Wie Weekend berichtete, sind bei dem Vorfall personenbezogene Daten wie Namen, E-Mail-Adressen, Telefonnummern und Reisedetails betroffen. Kreditkartendaten seien laut Unternehmen nicht abgeflossen. Booking.com habe nach eigenen Angaben betroffene Kunden informiert und die PINs von Buchungen zurückgesetzt.

Warum der Vorfall besonders heikel ist

Laut Security Insider könnten auch Inhalte betroffen sein, die Gäste direkt mit Unterkünften geteilt haben. Wie viele Nutzer insgesamt betroffen sind, ist bisher nicht bekannt.

Gerade diese Informationen machen den Fall brisant: Mit echten Buchungsdaten können Betrüger ihre Nachrichten besonders glaubwürdig wirken lassen. Das erhöht das Risiko, dass Betroffene auf gefälschte Zahlungsaufforderungen hereinfallen.

So läuft die Betrugsmasche ab

Der Münchner Merkur schrieb, dass Reisende nach einer Buchung täuschend echte Nachrichten erhalten. Diese stammen scheinbar von Hotels oder Vermietern und fordern dazu auf, Zahlungsdaten erneut einzugeben. Als Begründung werden etwa technische Probleme oder angeblich offene Beträge genannt.

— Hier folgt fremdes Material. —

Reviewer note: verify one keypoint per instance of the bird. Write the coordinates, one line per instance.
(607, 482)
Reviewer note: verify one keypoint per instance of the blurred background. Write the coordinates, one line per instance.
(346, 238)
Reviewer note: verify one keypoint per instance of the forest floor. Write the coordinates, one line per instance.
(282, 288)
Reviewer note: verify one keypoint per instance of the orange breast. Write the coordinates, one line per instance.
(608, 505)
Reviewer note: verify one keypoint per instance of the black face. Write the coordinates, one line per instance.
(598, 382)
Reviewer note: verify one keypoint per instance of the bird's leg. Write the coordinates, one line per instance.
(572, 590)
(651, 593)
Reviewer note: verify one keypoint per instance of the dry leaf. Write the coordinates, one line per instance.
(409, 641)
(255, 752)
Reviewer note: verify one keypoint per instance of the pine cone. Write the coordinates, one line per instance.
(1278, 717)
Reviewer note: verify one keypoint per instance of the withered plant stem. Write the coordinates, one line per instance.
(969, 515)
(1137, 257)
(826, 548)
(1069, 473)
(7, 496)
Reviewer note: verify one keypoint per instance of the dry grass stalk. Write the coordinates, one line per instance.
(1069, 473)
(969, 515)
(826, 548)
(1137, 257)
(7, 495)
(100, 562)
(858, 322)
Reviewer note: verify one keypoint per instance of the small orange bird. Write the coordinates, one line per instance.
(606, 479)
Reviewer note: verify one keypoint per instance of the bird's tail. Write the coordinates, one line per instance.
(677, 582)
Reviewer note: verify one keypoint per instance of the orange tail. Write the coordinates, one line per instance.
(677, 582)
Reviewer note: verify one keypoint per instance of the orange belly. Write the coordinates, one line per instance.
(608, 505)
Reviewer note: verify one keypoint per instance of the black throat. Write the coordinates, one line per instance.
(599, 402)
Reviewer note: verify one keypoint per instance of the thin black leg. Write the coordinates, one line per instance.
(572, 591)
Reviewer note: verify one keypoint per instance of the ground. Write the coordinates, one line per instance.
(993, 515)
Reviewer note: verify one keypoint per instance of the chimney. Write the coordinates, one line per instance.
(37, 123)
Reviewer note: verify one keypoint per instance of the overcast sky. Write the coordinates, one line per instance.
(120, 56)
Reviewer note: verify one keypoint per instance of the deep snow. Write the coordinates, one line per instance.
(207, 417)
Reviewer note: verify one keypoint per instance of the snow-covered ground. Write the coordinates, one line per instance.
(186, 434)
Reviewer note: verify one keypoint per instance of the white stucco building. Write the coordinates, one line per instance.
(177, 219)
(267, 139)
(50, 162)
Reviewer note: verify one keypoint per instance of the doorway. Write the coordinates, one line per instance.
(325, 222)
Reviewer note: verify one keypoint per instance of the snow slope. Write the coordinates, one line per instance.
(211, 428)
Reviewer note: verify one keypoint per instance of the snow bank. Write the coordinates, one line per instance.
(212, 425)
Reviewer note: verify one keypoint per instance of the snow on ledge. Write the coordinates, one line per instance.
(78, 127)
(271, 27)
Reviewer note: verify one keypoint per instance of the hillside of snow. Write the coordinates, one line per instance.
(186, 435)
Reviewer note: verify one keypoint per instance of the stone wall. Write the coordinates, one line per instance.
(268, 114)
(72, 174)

Weil die Schreiben reale Angaben zu Unterkunft, Reisezeitraum oder Namen enthalten, wirken sie auf viele Empfänger auf den ersten Blick seriös.

Worauf Reisende jetzt achten sollten

Die größte Gefahr liegt derzeit in den Folgeangriffen. Betrüger geben sich per E-Mail, WhatsApp oder direkt über die Plattform als Unterkunft oder als Booking.com aus, um an weitere sensible Daten zu gelangen.

Reisende sollten daher keine Zahlungsinformationen über externe Links eingeben und Buchungen ausschließlich über die offizielle Website oder App prüfen. Bei verdächtigen Nachrichten empfiehlt es sich, direkt mit der Unterkunft oder dem Kundenservice Kontakt aufzunehmen.